Zniszczeniu ulegają tzw. naturalne miodowniki dla pszczół. Giną owady i ich formy przetrwalnikowe, ptaki, ich gniazda i lęgi, żaby, ślimaki, a także mieszkańcy podziemnych nor: krety, nornice oraz inne zwierzęta.
Zniszczenie fauny i flory powoduje zachwianie równowagi ekologicznej, tak istotnej w przyrodzie.
Naruszeniu ulega struktura gruzełkowata gleb, wskutek czego zmniejszeniu ulega zdolność retencji wodnej gleby, zmniejsza się porowatość gleb, nie dochodzi do napowietrzania gleby, co skutkuje niekorzystnym zachodzeniem wszelkich procesów biochemicznych w glebie.
Wypalanie traw pozbawia glebę możliwości wzbogacania w materię organiczną i oczyszczania z herbicydów i pestycydów.

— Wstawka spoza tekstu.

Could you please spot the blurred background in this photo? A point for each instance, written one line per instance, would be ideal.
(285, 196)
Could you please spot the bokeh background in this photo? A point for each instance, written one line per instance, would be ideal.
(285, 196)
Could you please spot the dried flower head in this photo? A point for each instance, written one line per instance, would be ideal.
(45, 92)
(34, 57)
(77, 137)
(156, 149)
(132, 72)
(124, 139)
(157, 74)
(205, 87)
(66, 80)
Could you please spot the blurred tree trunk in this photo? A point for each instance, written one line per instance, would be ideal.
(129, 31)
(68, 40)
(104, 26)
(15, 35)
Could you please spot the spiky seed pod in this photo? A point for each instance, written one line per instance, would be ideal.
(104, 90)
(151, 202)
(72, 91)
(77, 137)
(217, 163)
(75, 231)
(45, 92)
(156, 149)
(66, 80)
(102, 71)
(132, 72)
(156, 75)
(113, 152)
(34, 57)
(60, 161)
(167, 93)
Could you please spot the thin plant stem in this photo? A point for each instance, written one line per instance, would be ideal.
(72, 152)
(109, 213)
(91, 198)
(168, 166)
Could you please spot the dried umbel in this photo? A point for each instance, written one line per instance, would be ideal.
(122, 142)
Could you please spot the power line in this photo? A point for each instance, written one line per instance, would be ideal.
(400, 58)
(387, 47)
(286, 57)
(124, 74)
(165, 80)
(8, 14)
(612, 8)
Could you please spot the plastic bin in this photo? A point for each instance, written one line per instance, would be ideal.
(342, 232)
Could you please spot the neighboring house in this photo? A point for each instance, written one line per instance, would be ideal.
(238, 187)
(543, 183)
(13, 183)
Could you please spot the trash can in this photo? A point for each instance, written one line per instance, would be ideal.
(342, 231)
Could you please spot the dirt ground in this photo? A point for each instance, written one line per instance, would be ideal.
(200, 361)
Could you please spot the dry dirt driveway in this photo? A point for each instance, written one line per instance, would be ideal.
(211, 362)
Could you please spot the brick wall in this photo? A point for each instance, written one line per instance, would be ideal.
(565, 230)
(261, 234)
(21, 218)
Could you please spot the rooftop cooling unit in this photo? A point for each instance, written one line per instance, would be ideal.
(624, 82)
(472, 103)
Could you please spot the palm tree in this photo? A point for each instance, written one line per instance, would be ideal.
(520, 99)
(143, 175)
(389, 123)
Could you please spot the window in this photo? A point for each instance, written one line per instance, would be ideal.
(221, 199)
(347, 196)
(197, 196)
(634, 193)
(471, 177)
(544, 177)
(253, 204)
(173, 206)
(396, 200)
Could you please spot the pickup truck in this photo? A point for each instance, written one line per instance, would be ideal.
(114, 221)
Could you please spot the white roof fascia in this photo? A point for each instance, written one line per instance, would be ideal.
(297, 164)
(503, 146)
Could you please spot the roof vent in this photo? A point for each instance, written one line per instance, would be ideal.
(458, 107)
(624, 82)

W trakcie wypalania do atmosfery emitowane są szkodliwe dymy nasycone: dwutlenkiem siarki, dwutlenkiem węgla, węglowodorami aromatycznymi, w tym o działaniu rakotwórczym co wzmaga tzw. efekt cieplarniany, powoduje anomalia pogodowe, intensyfikuje występowanie chorób oczu, skóry itp.
Wypalanie traw często kończy się niekontrolowanym rozprzestrzenianiem ognia. Chociaż po zimie gleba jest wilgotna, to wyschnięte trawy w połączeniu ze zmiennymi wiatrami powodują, że ogień dociera nieraz, wbrew intencjom podpalaczy, do zabudowań gospodarskich i obszarów leśnych.
Corocznie w trakcie takich pożarów ginie od kilku do kilkunastu osób. Gęsty dym ścielący się na drogach ogranicz widoczność, stając się przyczyną kolizji i wypadków samochodowych. Wszystko to prowadzi do wielu strat materialnych a także osobistych tragedii.
Pamiętajmy! Wypalanie traw nie użyźnia gleby, a przywrócenie właściwego stanu powierzchni ziemi jest skomplikowane i wymaga często pracy wielu pokoleń leśników i rolników.